O Tribunal de Justiça do Rio (TJRJ) condenou, nesta segunda-feira (18), as influenciadoras Nancy Gonçalves e Kerollen Vitória Cunha, a 12 anos de prisão por injúria racial, em regime fechado. Mãe e filha publicaram vídeos nas redes sociais entregando bananas e um macaco de pelúcia para crianças negras em maio de 2023, em São Gonçalo, na Região Metropolitana.
Além disso, as duas também terão que pagar R$ 20 mil de indenização a cada uma das vítimas. De acordo com a decisão da juíza Simone de Faria Ferraz, elas poderão recorrer em liberdade, mas seguem proibidas de publicar conteúdos semelhantes e manter contato com as crianças.
No documento, a magistrada afirma que, por meio dos depoimentos, ficou evidente que as rés estavam cientes de suas condutas. “Por anseio de aplausos, de visualizações, de sucesso e sim, optaram por perpetrar os crimes que lhes foram imputados”, explicou.
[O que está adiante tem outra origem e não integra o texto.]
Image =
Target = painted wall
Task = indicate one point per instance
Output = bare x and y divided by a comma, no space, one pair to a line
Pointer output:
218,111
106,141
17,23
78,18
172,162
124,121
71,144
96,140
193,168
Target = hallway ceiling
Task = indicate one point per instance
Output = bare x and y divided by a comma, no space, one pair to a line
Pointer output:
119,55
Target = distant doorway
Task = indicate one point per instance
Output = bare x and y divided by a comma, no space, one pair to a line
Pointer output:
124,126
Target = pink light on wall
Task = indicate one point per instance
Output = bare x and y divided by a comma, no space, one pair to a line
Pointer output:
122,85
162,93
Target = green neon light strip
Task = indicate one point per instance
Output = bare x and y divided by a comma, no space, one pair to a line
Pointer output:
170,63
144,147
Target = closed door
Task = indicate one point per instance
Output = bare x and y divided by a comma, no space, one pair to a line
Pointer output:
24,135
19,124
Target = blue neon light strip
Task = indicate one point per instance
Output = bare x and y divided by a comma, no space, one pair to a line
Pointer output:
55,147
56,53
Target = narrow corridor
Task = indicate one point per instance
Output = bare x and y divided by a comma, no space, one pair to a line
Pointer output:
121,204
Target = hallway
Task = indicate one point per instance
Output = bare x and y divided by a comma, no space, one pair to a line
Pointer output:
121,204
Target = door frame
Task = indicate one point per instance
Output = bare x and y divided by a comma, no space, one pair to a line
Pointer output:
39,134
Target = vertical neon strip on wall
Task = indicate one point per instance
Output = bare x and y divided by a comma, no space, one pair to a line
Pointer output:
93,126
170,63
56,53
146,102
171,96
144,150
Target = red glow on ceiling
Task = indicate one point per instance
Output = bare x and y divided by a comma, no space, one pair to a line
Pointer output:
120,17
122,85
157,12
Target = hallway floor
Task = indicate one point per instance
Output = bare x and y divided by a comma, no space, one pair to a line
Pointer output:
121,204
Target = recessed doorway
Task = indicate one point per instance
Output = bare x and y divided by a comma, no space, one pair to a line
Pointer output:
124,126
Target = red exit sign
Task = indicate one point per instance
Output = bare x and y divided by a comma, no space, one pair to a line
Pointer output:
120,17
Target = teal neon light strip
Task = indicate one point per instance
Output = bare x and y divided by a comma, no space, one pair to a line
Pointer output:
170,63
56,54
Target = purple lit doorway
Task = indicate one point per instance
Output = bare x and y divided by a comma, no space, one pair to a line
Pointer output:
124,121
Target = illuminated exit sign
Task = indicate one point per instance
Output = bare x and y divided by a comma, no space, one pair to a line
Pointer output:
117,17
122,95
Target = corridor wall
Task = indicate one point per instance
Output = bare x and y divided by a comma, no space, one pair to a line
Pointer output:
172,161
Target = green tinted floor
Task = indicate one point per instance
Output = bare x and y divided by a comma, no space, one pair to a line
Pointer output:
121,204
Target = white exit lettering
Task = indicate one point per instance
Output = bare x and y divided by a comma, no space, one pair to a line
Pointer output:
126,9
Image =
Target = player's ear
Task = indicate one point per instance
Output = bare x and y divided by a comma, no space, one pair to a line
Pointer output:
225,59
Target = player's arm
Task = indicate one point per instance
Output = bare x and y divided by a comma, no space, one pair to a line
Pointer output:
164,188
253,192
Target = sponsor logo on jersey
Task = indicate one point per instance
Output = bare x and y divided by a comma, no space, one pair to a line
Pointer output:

Segundo a decisão, a defesa argumentou que ambas não sabiam sobre racismo. “Nada mais absurdo querer fazer crer que nesses dias de conhecimento imediato, fácil acesso, as rés não soubessem o que é racismo. Não viviam as rés em tribo isolada, sem rede social, longe de tudo e de todos, absortas em si. Não e não! Foi a ré Nancy que afirmou com vaidade extrema que contavam com ‘quase vinte milhões de seguidores'”, disse a juíza.
Ferraz destacou ainda que o caso não se trata de apenas uma “inocente brincadeirinha”. “As rés criaram conteúdo, ridicularizaram as crianças. Pouco importa se no momento em que R. recebe uma banana e L. um macaco de pelúcia não tivessem, naquele momento, repito, a perfeita consciência da chibata em seus pequenos corpos. Não, o crime se protrai no tempo e ganha contornos de verdadeira monstruosidade quando publicam, sem dó e respeito, suas reações imaturas e inocentes em rede social. Destaco que o momento em que se dá a consumação é justamente após as postagens, com a extrema divulgação, nesse momento é que após cientes das ofensas as crianças são vitimadas”, frisou.
Por fim, a juíza destacou os efeitos que o conteúdo provocou na vida das vítimas. Segundo a mãe, o menino nunca mais foi o mesmo, necessitando de acompanhamento psicológico.
“Destaco ainda as severas consequências de sua conduta reveladas pela vítima e sua genitora. Asseverou a mãe que o menino nunca mais foi o mesmo, passou a ser um menino nervoso, que necessita de acompanhamento psicológico, que precisou mudar de escola, deixou os amigos. Não só. Visivelmente abalado foi firme e asseverou que ficou muito triste, que não pode ser visto como um animal, que é um ser humano. Tal discurso revela a dor”, diz um trecho do documento.
Em nota, a defesa das influenciadoras manifestou respeito ao Poder Judiciário, mas discordou da decisão.
“As rés sempre colaboraram com o processo e confiam que a Justiça reconhecerá sua inocência. Por isso, será interposto recurso ao Tribunal de Justiça do Estado do Rio de Janeiro, visando a reforma da condenação. A defesa reafirma seu compromisso em demonstrar, nas instâncias superiores, a verdade dos fatos e a plena correção da conduta das acusadas”, relatou em nota.
O caso veio à tona em maio de 2024, após a advogada Fayda Belo, especialista em direito antidiscriminatório, denunciar a ação de ambas nas redes sociais. Em um vídeo, ela chamou a atitude de Kérollen e Nancy de “racismo recreativo”, que se trata da prática disfarçada de humor, quando alguém usa de “discriminação contra pessoas negras com intuito de diversão”.
Nos vídeos, mãe e filha pedem para as crianças abordadas nas ruas de São Gonçalo, na Região Metropolitana, escolherem entre um presente ou dinheiro. Em dois casos específicos, quando as crianças optam pelo presente, ambas negras, uma ganha uma banana e outra um macaco de pelúcia.
Kérollen e Nancy, que possuíam uma conta conjunta nas redes sociais, somando mais de 1 milhão de seguidores no Instagram e 13 milhões de inscritos no Tiktok. Na época, o Ministério Público do Rio (MPRJ) recebeu mais de 700 denúncias contra elas e chegou a bloquear os perfis das acusadas, que afirmaram não terem a “intenção de fazer qualquer referência à temáticas raciais ou à discriminação de minorias”.
Indiciadas pela Polícia Civil pelo crime de racismo, a dupla também foi investigada por coação, depois que a mãe de uma das crianças dizer que Kérollen e Nancy ofereceram dinheiro e cesta básica à mulher para que ela não denunciasse o caso.